One major problem in Nagaland’s system of school education stems from the absence of a specialized and professional body such as the Staff Selection Committee (SSC). If the SSC is created in Nagaland to interview and select candidates for all non-gazetted posts in school education and Home department, then this present lamentable predicament will definitely be checked.  
The dismal state of Government schools is generally felt in the interiors and the remote villages of Nagaland; and it is here that private schools such as New Creation School seek to fill in. Establishing private schools in remote areas is however a massive challenge considering the economy of the local people. Vesalu and Vekuso depleted their modest savings to construct bamboo, tin sheet and thatched structures for class rooms, teachers’ quarters and dormitories, and also for making furniture. Their Chapel hall, whose foundation was laid in 2014, still stands as it is, with crude cemented pillars, make shift walls and temporary tin roof, and planks of wood on bricks stands to act as benches. Despite the pitiable infrastructure, this is one of the fastest growing private schools in the area. 
 
Vesalu and Vekuso promote a concept of education that is not only about ‘school’, but rather considers the sum total of one’s life and invites a hands-on participation of the entire community. It is refreshing that something hopeful is happening in a place we least expect or even care to venture into. Their approach to education is ‘wholistic’, taking into account the community’s socio-economic uplift, weaving parental interest in their children’s lives as well as providing a forward-moving frame-work that propels all of them to earnestly work toward a better future. They are educators in the true sense of the word.

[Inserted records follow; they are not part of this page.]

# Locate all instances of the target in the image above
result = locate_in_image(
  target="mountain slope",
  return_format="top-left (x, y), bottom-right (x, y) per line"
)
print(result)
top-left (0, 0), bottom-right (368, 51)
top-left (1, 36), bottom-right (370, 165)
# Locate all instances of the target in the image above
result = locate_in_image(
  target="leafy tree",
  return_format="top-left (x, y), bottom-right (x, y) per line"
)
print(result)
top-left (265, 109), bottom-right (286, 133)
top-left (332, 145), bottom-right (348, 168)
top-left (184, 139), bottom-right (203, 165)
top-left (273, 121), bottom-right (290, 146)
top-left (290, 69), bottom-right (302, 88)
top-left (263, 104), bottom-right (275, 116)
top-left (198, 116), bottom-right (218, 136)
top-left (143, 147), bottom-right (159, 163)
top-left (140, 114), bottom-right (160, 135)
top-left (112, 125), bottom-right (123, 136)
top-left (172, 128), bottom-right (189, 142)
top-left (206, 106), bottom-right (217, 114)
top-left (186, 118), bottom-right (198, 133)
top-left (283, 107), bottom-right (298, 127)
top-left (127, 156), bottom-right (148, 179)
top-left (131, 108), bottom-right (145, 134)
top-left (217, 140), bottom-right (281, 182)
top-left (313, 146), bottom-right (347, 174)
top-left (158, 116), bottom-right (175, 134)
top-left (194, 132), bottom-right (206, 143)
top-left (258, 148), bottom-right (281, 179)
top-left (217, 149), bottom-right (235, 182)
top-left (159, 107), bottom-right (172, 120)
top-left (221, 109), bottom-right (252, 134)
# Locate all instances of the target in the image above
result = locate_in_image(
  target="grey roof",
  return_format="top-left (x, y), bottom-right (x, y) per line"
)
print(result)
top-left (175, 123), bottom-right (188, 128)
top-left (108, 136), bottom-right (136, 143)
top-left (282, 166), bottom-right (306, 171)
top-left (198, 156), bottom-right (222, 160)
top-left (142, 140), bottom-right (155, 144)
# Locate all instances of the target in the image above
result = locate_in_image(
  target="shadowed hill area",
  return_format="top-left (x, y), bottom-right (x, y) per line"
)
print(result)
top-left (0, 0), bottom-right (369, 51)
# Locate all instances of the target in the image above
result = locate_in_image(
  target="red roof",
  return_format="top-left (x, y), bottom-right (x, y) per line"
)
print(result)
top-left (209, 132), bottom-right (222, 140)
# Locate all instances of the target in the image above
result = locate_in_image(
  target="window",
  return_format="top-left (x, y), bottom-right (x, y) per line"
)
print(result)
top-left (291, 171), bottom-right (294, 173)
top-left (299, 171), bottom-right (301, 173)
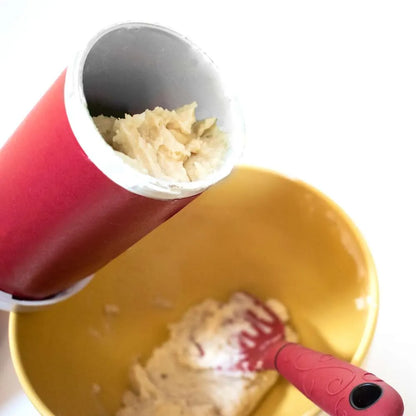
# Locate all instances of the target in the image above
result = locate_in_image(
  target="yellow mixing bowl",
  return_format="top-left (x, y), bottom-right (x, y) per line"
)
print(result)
top-left (9, 166), bottom-right (378, 416)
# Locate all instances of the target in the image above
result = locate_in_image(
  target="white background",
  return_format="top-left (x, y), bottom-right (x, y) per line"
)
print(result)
top-left (0, 0), bottom-right (415, 414)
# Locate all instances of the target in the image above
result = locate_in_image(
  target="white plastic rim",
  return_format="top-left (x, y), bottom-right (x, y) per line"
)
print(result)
top-left (65, 22), bottom-right (245, 200)
top-left (0, 275), bottom-right (93, 312)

For them, school education is one among other components that feature in the life journey of a person. Education encompasses a totality of life right from childhood to old age. They reach out to the whole community by conducting various training camps, seminars and workshops for men, women, youth, children, families, couples, the aged and those in Christian ministry in their Oasis Resource Centre in Sekruzu. The topics they cover are eco-farming, animal husbandry, leadership, worship and music, career guidance, personality development, evangelism, self help enterprise and many others of direct contextual relevance.  They invite resource persons and subject experts from outside to enlighten the minds and embolden the hearts of the people to reconstruct their destinies. Their education program encompasses the whole community and not just the individual. Together they rise, and this is one reason why their school children get so much support and blessings from parents and elders, who themselves are being educated side by side with the children. This reminds me of what a Japanese scholar once said, that it is better for hundred people to take one step forward than it is for one person to take hundred steps forward.